Over the last 18 months we have seen an increasing number of reports about „Cyber breaches“ where data is lost or services are unavailable. Let’s look at why this is happening, what kinds of organisations are behind this and what we can do to mitigate the risks that we face as organisations due to these attacks?
- Why is this happening ?
Almost every organisation I speak to has some kind of „digitalisation“ program which usually has high priority and involves massive changes to the ways in which they have worked up until now. The motivation of these programs is usually to reduce costs or improve services and despite the fact that the content of these programs varies by sector but there are a number of technical elements in common. Major amongst these are:
- There is a requirement for more and more of the organisation to be connected internally and also to be connected to entities outside the organisation. This may be customer facing or may involve integrating various partners into the supply chain.
- More and more assets are being stored digitally. These may be as diverse as customer records, business plans, product details or financial assets. No matter what these assets may be, they usually represent some kind of value to the organisation, and inappropriate sharing or denial of availability of these assets has multiple penalties.
- The infrastructure itself is an asset – this is already true in the area of Critical National Infrastructure (Power, Telecoms, Financial) and will spread as we see the advent of more and more Internet of Things devices connected to that infrastructure.
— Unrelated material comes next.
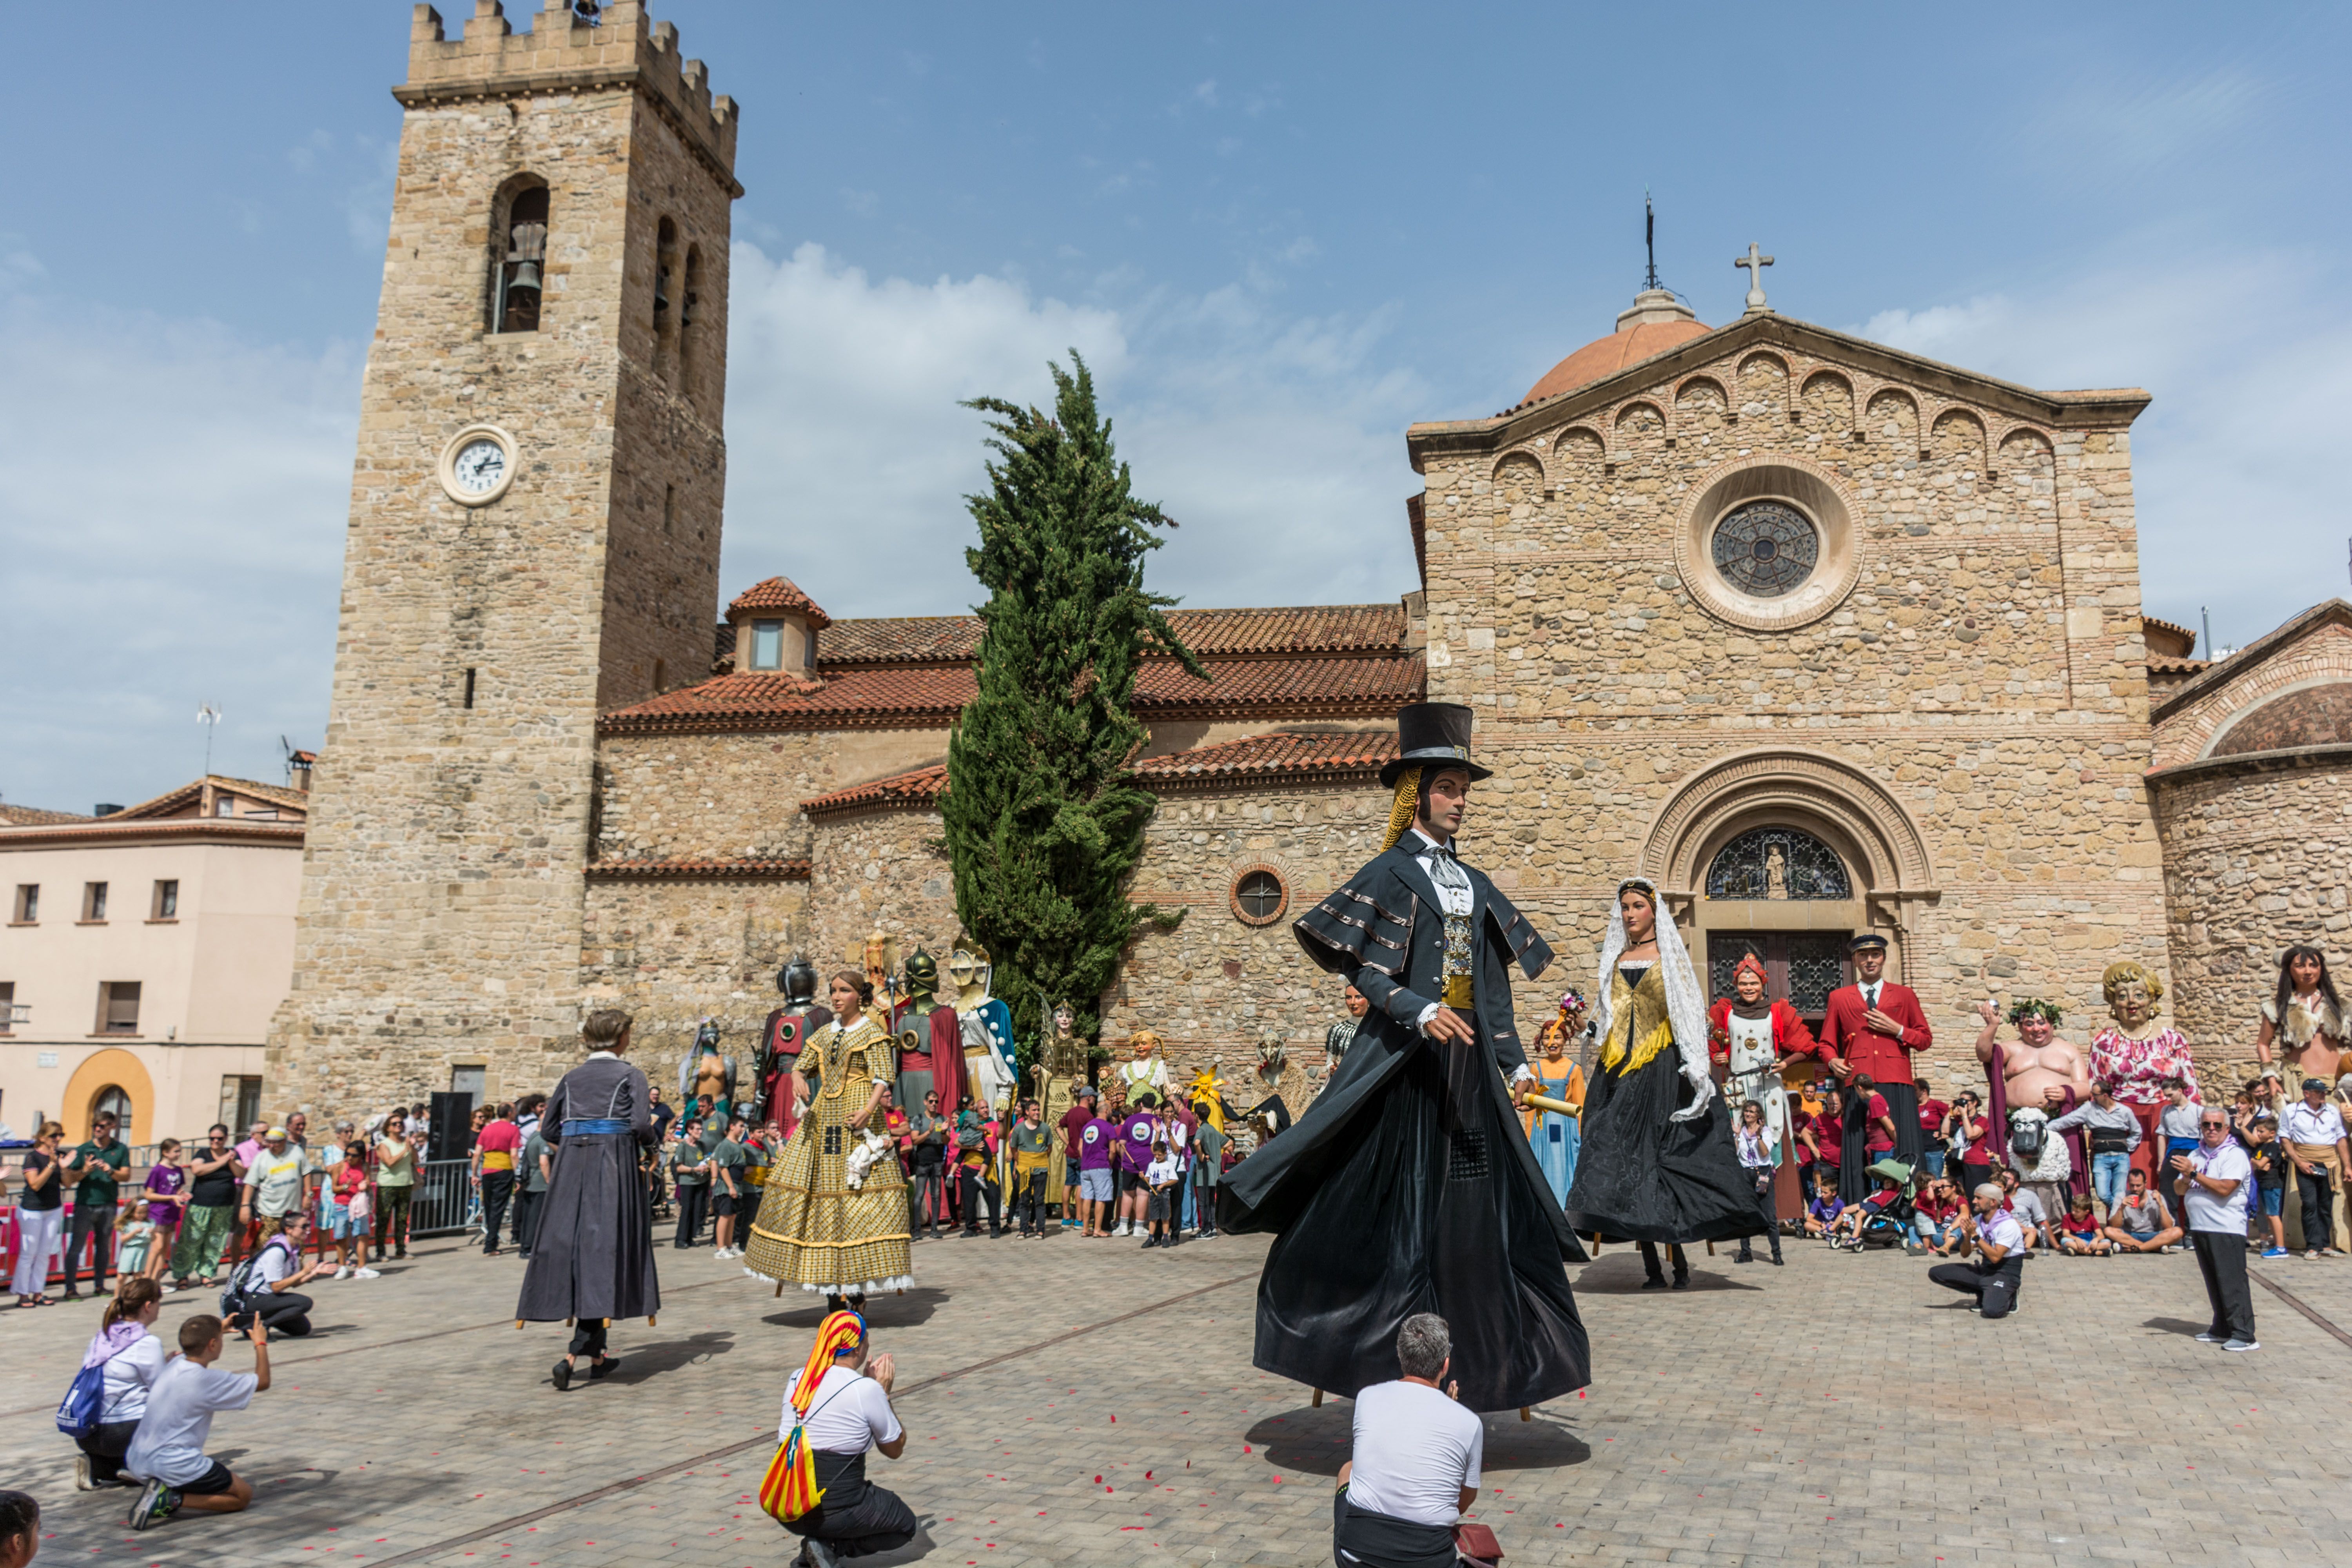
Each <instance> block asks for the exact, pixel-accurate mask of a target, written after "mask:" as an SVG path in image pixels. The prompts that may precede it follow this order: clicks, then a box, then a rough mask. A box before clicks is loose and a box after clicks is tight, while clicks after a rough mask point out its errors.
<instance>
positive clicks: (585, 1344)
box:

The combination of these three factors means that as we become more dependent on the digital infrastructure, its growth and its interconnected nature make it more liable to attack and disruption.
2. Who is behind it ?
Attackers can be broadly defined into a number of main groups :-
- governments or government sponsored organistions
- criminal organisations
- hacktivists or interest groups
- hobbyists or enthusiasts
Although their motivations may differ, all of these pose a threat to your organisations.
3. What are the Risks ?
Dr. Andreas Dombret from the Bundesbank characterised three major risks which confront us in the world of Cyber defence. These are :-
- risk to integrity – are the entities using your system in fact who they purport to be ?
- risk to confidentialty – are digital assets only accessible to those entities which have appropriate access rights ?
- risk to availability – can infrastructure or assets be made unavailbale either permanently or temporarily ?
Each of these risks can be „monetised“ by attackers in a number of ways – here we take „monetised“ both in the sense of making actual money from the risk or otherwise exploiting the risk for another kind of gain (damaging an opponent’s reputation for example).
A more recent phenomenon is the monetising of the availability risk through demanding a ransom in order to restore availability. This may be done by flooding the network with meaningless traffic so that legitimate traffic can’t be served (Distributed Denial of Service DDos) or possibly by encrypting digital assets and demanding payments to reveal the encrytion key.
More traditional styles of monetising have been for example, selling personal details in the market for such information (confidentiality risk) or possibly authorising transactions which are in fact not legitimate (integrity risk), however the list of possibilities here is very long.
4. How do I protect my organisation ?
As with any technology, there has been an evolution in both the attack and defence approaches – attackers have turned to far more deliberately crafted approaches to attacking specific objectives in organisations. They have worked harder to reverse engineer protection mechanisms with a view to circumventing them. As such the initial methods of hardening the perimeter are no longer sufficient.
As we build higher walls they will invent longer ladders. This does not mean that we do away with walls altogether; however it does mean that we need to take extra precautions if we are to protect ourselves. We should assume by default that our external defences are permeable and take precautions to secure our networks from the internal, as well as the external, threat.
One promising way to do this is by observing the behaviour of entities (machines, users, applications, devices) on the network and identifying when they do something unusual. Most attacks follow the Kill Chain model of Reconnoitre -Weaponise -Deliver -Exploit -Install – Command and Control -then Take Action. This means that they will be in the system and causing network activity before they actually strike and cause harm (some studies estimate the average linger time when attackers are in the network before initiating their attack as 212 days).
There are some challenges to this method, not least the volumes of data generated by the networks being observed. Modern technology can address that issue satisfactorily but there is another factor which comes into play – what is normal behaviour ? A challenge which makes answering this question even more difficult is that information about elements such as network setup and business organisation is often badly managed or, where available, it is not shared with security teams.
Some of this can be addressed by using machine learning techniques to help establish „normal“ but organisations really do need to ensure that such relevant information is appropriately created, managed and shared.
This anomaly detection approach has the benefit that it can identify previously unidentified behaviours (many of the current hardening techniques rely on list of previous observed bad behaviour) and as such is will prove a valuable addition to the arsenal of defence methods used.
Allan Russell is a SAS fellow and specialist on cybercrime. He held this speech at a United Europe debate on economic espionage on Octber 25 , 2016, in Munich.